El circo dio al clown la definitiva categoría de oficio. Oficio que se transmitió y se transmite, en muchos casos, de generación en generación. Como los cuatro siglos de los Colombaioni, las nueve generaciones de Pompoff Thedy Familiy o la familia Aragón de los conocidos Gabi, Fofó y Miliki. Aprendiendo desde niños, practicando muchas horas y observando a los adultos. Algunos, como Joe Jackson Jr, llegaron a estar cincuenta años realizando el mismo número que su padre ya había representado otros cincuenta y cinco y confesaba entonces que en ese momento empezaba a descubrir el sentido íntimo del comportamiento de su clown: “Tengo la sensación de que el número lo estoy aprendiendo ahora. Con los años te vuelves más delicado y piensas mejor. Entonces comprendes mejor a la gente, al payaso y sus comportamientos. Cuando empecé no hacía más que pensar y pensar… después del truco de la bicicleta haré esto y aquello, luego iré al principio… En cambio, ahora es una sensación que llevo dentro de mí, que siento también con el público. Procuro no precipitarme, pienso: has de tomártelo con calma. Vamos a divertirnos todos”.
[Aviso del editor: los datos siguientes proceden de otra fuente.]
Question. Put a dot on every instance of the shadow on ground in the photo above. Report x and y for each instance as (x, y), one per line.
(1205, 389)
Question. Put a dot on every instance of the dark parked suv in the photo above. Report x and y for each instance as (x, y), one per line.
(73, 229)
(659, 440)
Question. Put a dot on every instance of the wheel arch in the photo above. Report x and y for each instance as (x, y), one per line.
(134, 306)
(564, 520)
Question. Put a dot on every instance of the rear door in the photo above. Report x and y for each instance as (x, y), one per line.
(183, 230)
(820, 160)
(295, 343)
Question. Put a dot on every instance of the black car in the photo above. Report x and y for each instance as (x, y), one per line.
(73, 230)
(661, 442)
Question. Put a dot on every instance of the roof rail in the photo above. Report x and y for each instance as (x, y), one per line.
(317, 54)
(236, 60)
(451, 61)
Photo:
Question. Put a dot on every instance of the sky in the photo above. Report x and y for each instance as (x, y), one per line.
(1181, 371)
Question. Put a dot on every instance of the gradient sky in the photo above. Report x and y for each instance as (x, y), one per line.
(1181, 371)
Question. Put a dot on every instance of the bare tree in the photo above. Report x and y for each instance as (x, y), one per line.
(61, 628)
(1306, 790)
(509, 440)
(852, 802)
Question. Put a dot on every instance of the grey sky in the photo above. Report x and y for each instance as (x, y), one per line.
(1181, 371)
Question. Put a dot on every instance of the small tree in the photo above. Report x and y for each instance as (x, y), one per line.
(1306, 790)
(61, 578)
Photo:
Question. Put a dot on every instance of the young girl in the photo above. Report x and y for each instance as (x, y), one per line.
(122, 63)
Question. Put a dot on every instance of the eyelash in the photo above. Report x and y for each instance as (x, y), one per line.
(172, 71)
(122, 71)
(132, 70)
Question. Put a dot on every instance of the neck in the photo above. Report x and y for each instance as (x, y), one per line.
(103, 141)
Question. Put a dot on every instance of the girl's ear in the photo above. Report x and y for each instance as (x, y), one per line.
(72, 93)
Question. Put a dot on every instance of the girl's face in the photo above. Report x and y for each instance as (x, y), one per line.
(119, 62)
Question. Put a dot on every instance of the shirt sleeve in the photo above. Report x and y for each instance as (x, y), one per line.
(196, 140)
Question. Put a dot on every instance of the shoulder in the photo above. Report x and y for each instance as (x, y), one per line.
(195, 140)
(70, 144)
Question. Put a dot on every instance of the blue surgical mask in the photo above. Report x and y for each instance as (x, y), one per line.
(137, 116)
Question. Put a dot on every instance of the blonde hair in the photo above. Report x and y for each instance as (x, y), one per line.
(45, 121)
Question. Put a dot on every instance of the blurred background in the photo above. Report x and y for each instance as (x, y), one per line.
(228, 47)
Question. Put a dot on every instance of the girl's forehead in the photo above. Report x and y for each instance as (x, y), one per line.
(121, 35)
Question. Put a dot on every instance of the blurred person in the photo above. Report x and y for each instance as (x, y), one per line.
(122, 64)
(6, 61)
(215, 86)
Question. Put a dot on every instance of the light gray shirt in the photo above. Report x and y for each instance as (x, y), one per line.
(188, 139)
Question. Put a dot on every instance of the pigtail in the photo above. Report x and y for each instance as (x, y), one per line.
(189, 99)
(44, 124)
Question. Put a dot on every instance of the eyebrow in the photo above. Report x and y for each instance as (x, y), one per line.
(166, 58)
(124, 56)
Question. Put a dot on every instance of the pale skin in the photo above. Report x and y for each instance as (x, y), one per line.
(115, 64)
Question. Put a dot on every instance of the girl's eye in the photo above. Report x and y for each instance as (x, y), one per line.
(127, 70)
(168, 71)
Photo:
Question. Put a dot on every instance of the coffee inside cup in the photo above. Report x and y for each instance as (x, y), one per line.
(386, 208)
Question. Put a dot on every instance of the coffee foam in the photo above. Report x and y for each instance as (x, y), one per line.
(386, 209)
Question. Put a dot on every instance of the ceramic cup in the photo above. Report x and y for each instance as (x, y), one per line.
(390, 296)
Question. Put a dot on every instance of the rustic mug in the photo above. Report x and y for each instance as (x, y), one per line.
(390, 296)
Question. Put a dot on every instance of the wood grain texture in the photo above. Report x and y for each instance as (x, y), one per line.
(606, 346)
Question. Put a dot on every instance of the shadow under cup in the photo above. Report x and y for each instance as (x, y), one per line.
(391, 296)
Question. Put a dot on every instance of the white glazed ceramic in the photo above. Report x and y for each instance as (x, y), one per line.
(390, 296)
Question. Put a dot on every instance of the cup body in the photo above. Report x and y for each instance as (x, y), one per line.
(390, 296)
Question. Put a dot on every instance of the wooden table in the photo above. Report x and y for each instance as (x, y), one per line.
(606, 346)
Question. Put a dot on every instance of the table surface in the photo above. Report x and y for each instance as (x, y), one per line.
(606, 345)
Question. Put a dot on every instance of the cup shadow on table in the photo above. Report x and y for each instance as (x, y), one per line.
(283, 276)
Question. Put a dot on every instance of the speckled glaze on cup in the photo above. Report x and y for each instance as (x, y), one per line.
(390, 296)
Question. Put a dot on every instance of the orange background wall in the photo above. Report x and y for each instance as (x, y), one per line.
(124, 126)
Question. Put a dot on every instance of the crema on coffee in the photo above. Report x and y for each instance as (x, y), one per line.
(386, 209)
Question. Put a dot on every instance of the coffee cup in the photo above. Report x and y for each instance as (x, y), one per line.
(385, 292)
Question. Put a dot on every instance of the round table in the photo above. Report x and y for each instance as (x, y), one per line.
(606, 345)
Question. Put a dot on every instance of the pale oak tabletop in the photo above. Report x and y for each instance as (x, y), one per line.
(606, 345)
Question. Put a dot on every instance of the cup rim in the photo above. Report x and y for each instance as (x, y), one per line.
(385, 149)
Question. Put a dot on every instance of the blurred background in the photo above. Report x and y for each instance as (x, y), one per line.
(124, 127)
Largos años de trabajo, en los que el cariño y la admiración por los antecesores anulan la rutina y el aburrimiento, en los que el espíritu apasionado del payaso se apodera de la persona que lo lleva dentro hasta hacerle invulnerable al desaliento.

Probablemente, solo hay un aspecto negativo que el circo ha aportado al clown: asociar su figura, exclusivamente, al universo de la infancia. Y lo ha hecho a su pesar, más bien ambos han sido víctimas del fenómeno de la comercialización. El circo, en su desesperada lucha contra las nuevas atracciones audiovisuales (cine, televisión y ordenadores), ha caído en la tentación de meter en sus carpas todo tipo de personajes populares para el público infantil. Personajes de la factoría Disney, de los dibujos animados o de cualquier serie de televisión. Eso ha llegado a producir un cierto desencuentro con el adulto, que ha acabado considerando que el circo, y por añadidura el clown, son algo para niños y niñas. Además, esa misma comercialización está empezando a devaluar el papel mismo del payaso dentro del circo, devolviéndole a su antigua función de rellenar el tiempo necesario para colocar la escenografía del siguiente número.

De cualquier manera, el circo ha producido, probablemente, los momentos más poéticos de la historia del clown. El color de los carteles, la magia del directo, la música de fondo, el silencio en los asientos repletos de gente y un potente cañón iluminando al payaso que, furtiva e inocentemente, trata de subirse a una bicicleta ajena con la complicidad del público. O el viejo payaso que, habiendo caído en su propia trampa, ha resultado golpeado y llora de dolor, pidiendo el cariño de todos: “¡UUUUUuuuuu!”.

Pero sobre todo, el circo ha conferido al clown dignidad y rigor.

“Pocas cosas existen más serias que un payaso. Pocas cosas hay mejor organizadas que un circo, y pese a todo, en el lenguaje cotidiano se sigue llamando circo al caos y al desorden y payaso al pusilánime, al carente de personalidad. Quizá la subversión de conceptos, la perversión del lenguaje, nos obligue a reivindicar algún día la precisión de los términos”.
José M. Armero y Ramón Pernas, Cien años de circo en España.

Pues bien, ese día ha llegado y en esa tarea estamos.